To Jason, there was no story. As far as he knew, his story had only started earlier that evening when he’d foolishly jumped on the back of a motorcycle. At least he thought it was foolish. He seemed to be running from something but he didn’t know what. As far as he knew, he had nothing to run from.

“It’s wonderful to finally meet you,” April Stegmeyer said, pulling a handheld voice recorder from her pocket and clicking record. Another red LED glowed. Stegmeyer and Vacili, it seemed, weren’t taking any chances on missing anything that was said.

Stegmeyer put the voice recorder on the table, but to Jason’s surprise, she didn’t put it in the center of the coffee table. She placed it to one side, next to a small vase with fake silk flowers. Jason had noticed them when he’d first sat down. It was one thing to have fake flowers, it was another level of cheap to have fake silk fake flowers, and in his opinion defeated the purpose of even having flowers at all. The recorder, though,was now slightly below the rim of the small vase and Jason understood what Stegmeyer was doing. She wanted to obscure the intrusion, to lessen the appearance of an interrogation. She must have wanted him to relax and forget about the recorder, but placing it the way she did had the opposite effect on him.

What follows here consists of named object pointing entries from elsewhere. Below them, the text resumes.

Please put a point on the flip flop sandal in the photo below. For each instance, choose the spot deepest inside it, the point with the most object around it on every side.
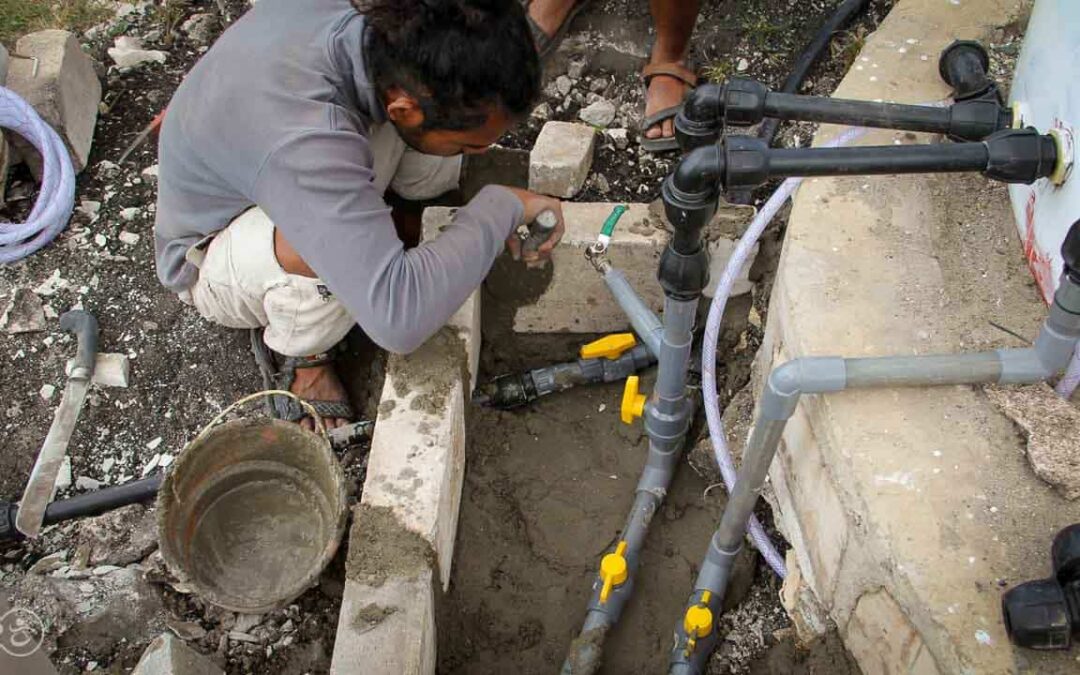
(673, 70)
(545, 44)
(282, 376)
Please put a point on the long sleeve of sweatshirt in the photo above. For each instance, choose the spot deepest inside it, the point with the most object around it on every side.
(316, 188)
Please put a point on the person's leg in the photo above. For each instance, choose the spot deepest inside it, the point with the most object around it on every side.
(674, 23)
(550, 14)
(251, 278)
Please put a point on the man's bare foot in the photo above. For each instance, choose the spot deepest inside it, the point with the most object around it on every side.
(550, 14)
(320, 383)
(664, 91)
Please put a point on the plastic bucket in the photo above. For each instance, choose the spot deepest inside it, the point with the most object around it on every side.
(252, 511)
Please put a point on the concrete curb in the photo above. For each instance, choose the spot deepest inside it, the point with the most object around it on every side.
(907, 510)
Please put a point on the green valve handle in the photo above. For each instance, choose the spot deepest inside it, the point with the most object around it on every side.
(612, 219)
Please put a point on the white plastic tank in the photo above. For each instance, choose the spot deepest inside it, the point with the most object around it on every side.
(1045, 92)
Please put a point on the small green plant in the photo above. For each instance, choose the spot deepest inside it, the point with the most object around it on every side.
(18, 17)
(718, 71)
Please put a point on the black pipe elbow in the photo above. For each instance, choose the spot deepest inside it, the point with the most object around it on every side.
(1070, 253)
(698, 123)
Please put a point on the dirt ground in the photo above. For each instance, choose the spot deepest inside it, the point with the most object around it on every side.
(185, 369)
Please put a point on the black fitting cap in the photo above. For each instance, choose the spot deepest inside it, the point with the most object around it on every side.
(746, 162)
(1070, 252)
(698, 122)
(683, 277)
(975, 119)
(1037, 615)
(963, 65)
(1020, 156)
(743, 103)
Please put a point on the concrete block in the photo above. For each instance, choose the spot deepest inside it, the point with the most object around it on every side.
(167, 655)
(387, 629)
(567, 295)
(110, 369)
(417, 461)
(882, 639)
(65, 91)
(561, 159)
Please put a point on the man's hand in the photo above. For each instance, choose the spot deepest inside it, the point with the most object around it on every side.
(534, 205)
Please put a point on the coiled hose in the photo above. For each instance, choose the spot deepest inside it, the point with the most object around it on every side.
(712, 338)
(52, 210)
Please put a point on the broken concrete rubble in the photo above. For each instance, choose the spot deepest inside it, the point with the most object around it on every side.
(93, 613)
(1049, 423)
(167, 655)
(120, 537)
(127, 52)
(61, 84)
(561, 159)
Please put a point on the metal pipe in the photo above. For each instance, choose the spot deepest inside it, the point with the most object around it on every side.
(1049, 355)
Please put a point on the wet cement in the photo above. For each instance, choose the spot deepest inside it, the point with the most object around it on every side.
(547, 490)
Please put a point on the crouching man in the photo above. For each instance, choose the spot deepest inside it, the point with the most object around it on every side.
(284, 145)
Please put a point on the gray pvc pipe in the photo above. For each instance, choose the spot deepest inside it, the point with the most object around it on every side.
(1049, 355)
(666, 420)
(646, 324)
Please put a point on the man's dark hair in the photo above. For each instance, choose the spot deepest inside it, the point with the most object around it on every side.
(458, 58)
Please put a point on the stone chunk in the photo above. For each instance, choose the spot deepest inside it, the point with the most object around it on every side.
(1050, 424)
(561, 159)
(167, 655)
(25, 313)
(598, 113)
(65, 91)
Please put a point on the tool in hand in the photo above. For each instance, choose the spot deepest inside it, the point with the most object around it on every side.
(607, 360)
(154, 125)
(39, 489)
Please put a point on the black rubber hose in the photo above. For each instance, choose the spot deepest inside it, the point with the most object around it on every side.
(840, 17)
(86, 504)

Overt would not become covert. His analytical mind would not allow such deception to slip by, regardless of intent. That just wasn’t the way his mind worked.

Jason had never seen Stegmeyer before, but he knew of her, having occasionally come across articles she had written on the Internet.

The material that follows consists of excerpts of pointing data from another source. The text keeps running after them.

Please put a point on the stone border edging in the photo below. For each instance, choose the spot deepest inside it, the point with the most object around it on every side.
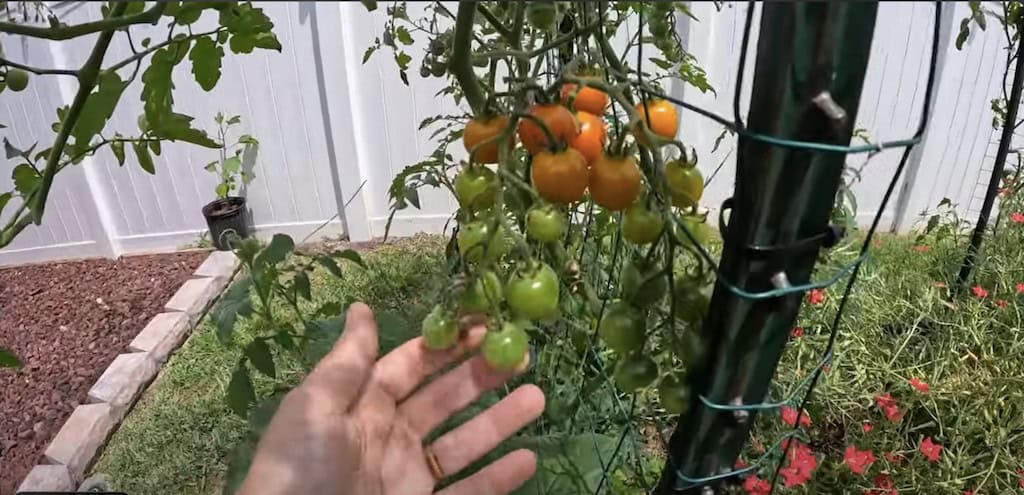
(84, 435)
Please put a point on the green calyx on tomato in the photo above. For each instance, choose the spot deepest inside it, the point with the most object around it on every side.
(546, 223)
(482, 240)
(685, 182)
(673, 394)
(623, 328)
(643, 283)
(476, 187)
(634, 372)
(505, 348)
(439, 329)
(16, 79)
(532, 293)
(483, 293)
(641, 225)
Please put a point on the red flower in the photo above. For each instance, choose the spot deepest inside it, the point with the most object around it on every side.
(790, 417)
(894, 458)
(757, 486)
(889, 406)
(858, 460)
(920, 385)
(931, 450)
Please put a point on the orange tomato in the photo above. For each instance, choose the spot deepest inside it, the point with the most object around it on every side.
(558, 120)
(614, 181)
(664, 119)
(481, 129)
(592, 137)
(560, 176)
(587, 99)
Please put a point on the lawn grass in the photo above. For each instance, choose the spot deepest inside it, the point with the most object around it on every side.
(179, 436)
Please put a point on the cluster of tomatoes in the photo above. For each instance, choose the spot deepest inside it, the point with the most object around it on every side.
(569, 157)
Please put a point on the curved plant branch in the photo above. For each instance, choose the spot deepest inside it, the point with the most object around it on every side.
(109, 25)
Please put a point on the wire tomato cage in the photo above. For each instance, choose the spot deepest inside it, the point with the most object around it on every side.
(803, 392)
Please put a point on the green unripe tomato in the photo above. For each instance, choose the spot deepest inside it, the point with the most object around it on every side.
(641, 225)
(478, 241)
(623, 328)
(506, 348)
(439, 329)
(482, 294)
(546, 223)
(635, 372)
(17, 79)
(642, 284)
(532, 293)
(673, 394)
(476, 187)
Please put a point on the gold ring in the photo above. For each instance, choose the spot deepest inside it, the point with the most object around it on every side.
(433, 463)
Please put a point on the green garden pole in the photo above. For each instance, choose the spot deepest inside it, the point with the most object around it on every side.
(810, 69)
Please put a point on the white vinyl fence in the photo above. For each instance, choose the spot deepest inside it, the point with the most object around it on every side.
(334, 132)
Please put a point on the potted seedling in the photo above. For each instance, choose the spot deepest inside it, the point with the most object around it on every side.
(226, 215)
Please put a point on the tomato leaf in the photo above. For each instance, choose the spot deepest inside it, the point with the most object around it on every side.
(178, 127)
(26, 179)
(301, 286)
(144, 159)
(118, 148)
(350, 255)
(260, 357)
(274, 252)
(8, 360)
(4, 199)
(206, 57)
(235, 303)
(240, 389)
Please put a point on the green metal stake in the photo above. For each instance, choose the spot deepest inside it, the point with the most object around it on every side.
(810, 69)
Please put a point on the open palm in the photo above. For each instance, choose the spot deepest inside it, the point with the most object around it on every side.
(356, 424)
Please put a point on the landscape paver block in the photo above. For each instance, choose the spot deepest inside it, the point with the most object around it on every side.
(47, 478)
(123, 381)
(81, 438)
(218, 263)
(195, 295)
(161, 336)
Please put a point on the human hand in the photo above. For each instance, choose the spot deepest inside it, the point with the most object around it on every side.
(356, 424)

April looked to be in her mid-fifties, perhaps early sixties. She had certainly aged gracefully. Curly grey hair brushed against her shoulders and her makeup was tastefully done. She had a warm and inviting smile. He wanted to believe she was sincere, but warm smile or not, she was acutely aware of his every move. Every facial expression and choice of words was being captured on video and audio for later analysis. But why? And for whom? Who would care about a college grad student struggling with his masters?

Jason wondered if this was how the media twisted people’s words? Record enough footage and you’re bound to catch a smirk here, a poorly chosen phrase there. String them together and you can make any story you want. Take a couple of hours of footage and splice it down to a minute or two, and you can make someone out to be anything you want, monster or hero.

“It’s OK,” Stegmeyer said, apparently reading his thoughts. “You can trust us. We’re all here to help.”

Jason nodded in reply. Against his better judgement, he wanted to give her the benefit of the doubt, but he wasn’t sure quite what was expected of him.

“What can you tell me about the alien craft?” she asked.